Every phase of the Fall offers something indelible. There’s the scratchweed ambition of the early years, the lumbering double-drummer phase (my favorite, must I choose). There was Brix Smith’s time with the band, which provided occasional cheer (second favorite), and invigorated forays into near-trance and Italian house.
Always quite a sound. The 7-inch with “The Man Whose Head Expanded” — released in 1983 — was the first record I heard, two years after its release, at a friend’s Missoula apartment. Steve Hanley’s insistent and juxtapositional bass playing worked its way into my musical life. Never left. But it was Mark E. Smith’s onslaught of spat words that made the whole thing — from 1976 to 2018 — the Fall. At first whack, the lyrics were sometimes inscrutable, but, once unrolled, unerringly engaging and stuffed with meaning.
The Palace of Swords Reversed compilation was the first of my 23 Fall LPs, bought at Rockin Rudy’s on the occasion of its 1987 release. “How I Wrote Elastic Man” is a prescient lament of the underappreciated artist by a young Smith, who may have intuited he’d end up the same: “The only thing real is waking and rubbing your eyes.”
“L.A.,” from 1985’s This Nation’s Saving Grace (also purchased in 1987 at Rudy’s) was an ideal critique and ode: “Bushes are in disagreement with the heat … They have filled boulevards with white snow, scum-ball.”
There are literally a hundred other tracks we could work over this way.

The Fall formed in 1976 and released dozens of albums between then and last year. Frontman Mark E. Smith died Jan. 24, 2018.

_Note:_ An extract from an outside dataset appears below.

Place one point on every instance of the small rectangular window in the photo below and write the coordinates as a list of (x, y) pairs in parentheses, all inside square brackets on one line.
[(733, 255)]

I talked to Smith exactly one time, for a scheduled interview for Seattle’s now-defunct The Rocket, while I was on tour with my band Silkworm. I shifted around nervously, calling from someone else’s kitchen, phone on a short cord. It seemed best to come at the material (Middle Class Revolt, 1994) sideways. So, “Do you watch much television?” was Question No. 1. Well-received. All went swimmingly. I knew from Smith’s reputation that it didn’t always go this way.
Later in life, Smith spent a lot (all?) of his time onstage (and offstage?) impaired to some extent. He replaced long-time allies as they sloughed off. He managed to recruit fellow travelers who marshaled an attack, moving forward. There’s a lot one could say about him as an accused abuser and, at very least, a prick. Rightly or wrongly, it’s not his full legacy, any more than it is James Brown’s. His output won’t forgive all sins, but will elide a few. And when it comes to “art,” if it’s monumental enough, it can be a force, apart from the world.
That was the Fall. You were either on the ride or not. Did you get any on you? If not, congratulations may be in order. Perhaps close contact was best avoided. But you might feel lucky, as I do, just to have run alongside it. Requiescat.